Wilks hopes that the teen’s death will not be seen as something dark but will be a guiding light in putting an end to violence. “We must continue down this path while Hadiya’s light still shines,” she said and observed that Hadiya’s death alone isn’t the only driving force to end violence because other victims’ lights “from the East to the West Coasts, and from Columbine to Connecticut” shine as well.
Pendleton’s godfather, Damon Stewart got up to the podium and held what he called a “conversation” and not a speech about his goddaughter, during which he reiterated the words of Hadiya’s father, Anthony Pendleton that her death is not to be used as a platform for politicians.
“If you say this is painful to you, then prove it,” urged Stewart, who said he wants everyone, regardless of political affiliation but as Americans, to come up with a solution to the widespread violence that is plaguing the nation. He stated that “(i)f we can put a man on the moon, we can figure this out.”

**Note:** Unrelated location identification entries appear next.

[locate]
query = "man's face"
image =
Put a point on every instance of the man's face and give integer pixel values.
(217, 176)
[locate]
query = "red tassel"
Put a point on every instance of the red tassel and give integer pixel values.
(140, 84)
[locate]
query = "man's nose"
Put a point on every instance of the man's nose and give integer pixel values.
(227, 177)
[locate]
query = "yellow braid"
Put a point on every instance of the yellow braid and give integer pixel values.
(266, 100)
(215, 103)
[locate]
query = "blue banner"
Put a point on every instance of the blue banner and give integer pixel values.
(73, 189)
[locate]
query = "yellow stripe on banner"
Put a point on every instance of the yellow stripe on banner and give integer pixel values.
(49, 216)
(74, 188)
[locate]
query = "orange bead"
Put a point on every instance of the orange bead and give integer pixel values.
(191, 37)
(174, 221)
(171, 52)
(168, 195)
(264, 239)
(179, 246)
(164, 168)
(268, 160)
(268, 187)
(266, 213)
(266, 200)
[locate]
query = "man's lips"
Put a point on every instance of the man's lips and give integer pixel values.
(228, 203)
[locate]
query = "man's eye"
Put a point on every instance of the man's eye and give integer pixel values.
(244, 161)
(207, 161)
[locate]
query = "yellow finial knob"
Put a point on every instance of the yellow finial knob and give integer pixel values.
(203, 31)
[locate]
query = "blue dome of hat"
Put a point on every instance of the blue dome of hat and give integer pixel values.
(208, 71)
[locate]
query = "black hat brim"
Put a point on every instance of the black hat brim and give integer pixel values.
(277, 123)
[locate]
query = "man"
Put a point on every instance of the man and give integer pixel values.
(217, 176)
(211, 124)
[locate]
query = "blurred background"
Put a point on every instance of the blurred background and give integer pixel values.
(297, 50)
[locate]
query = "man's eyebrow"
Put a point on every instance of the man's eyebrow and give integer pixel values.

Stewart spoke with deep conviction as he stood before D.C. dignitaries including First Lady Michelle Obama, Secretary of Education Arne Duncan, and local elected officials including Mayor Rahm Emanuel (who was joined by his teenage son), Cook County Board President Toni Preckwinkle, Attorney General Lisa Madigan and Gov. Pat Quinn – none of whom were slated to speak at the service.
Included in the eight-page, funeral program book was a note from President Barack Obama expressing his sympathy to the family. “We know that no words from us can soothe the pain, but rest assured that we are praying for you, and that we will continue to work as hard as we can to end this senseless violence. God bless, Barack Obama.”
St. Sabina pastor and community activist Father Pfleger, was also in attendance and pleaded with gatherers during the service, saying that “we must become the interrupters of funeral processions seeking to bury our future,” and adding that enough is not being done in communities and that today’s youth are still being buried far too often.
Cleo Pendleton stood and thanked everyone during the funeral for their outpour of support and wanted mourners, supporters and critics who question her strength and her ability to smile throughout such a difficult time to know that it’s okay to smile, noting that her daughter had learned to smile so genuinely and brightly by example.
By the end of the service there was no question about who Hadiya Pendleton was. She was a bright young woman, full of vitality, love, joy and ambition, with dreams of attending Northwestern University and hopes of becoming a pharmacist or journalist. She was a model student who took education seriously and was very involved as a mentor, youth church volunteer, an athlete, a majorette and in any capacity she saw fit. She inspired her friends and family alike, and not only will their lives be different but the world will be a little less without her.
In honor of Hadiya, the Xi Epsilon Omega Chapter of Alpha Kappa Alpha Sorority has established a scholarship fund in her name.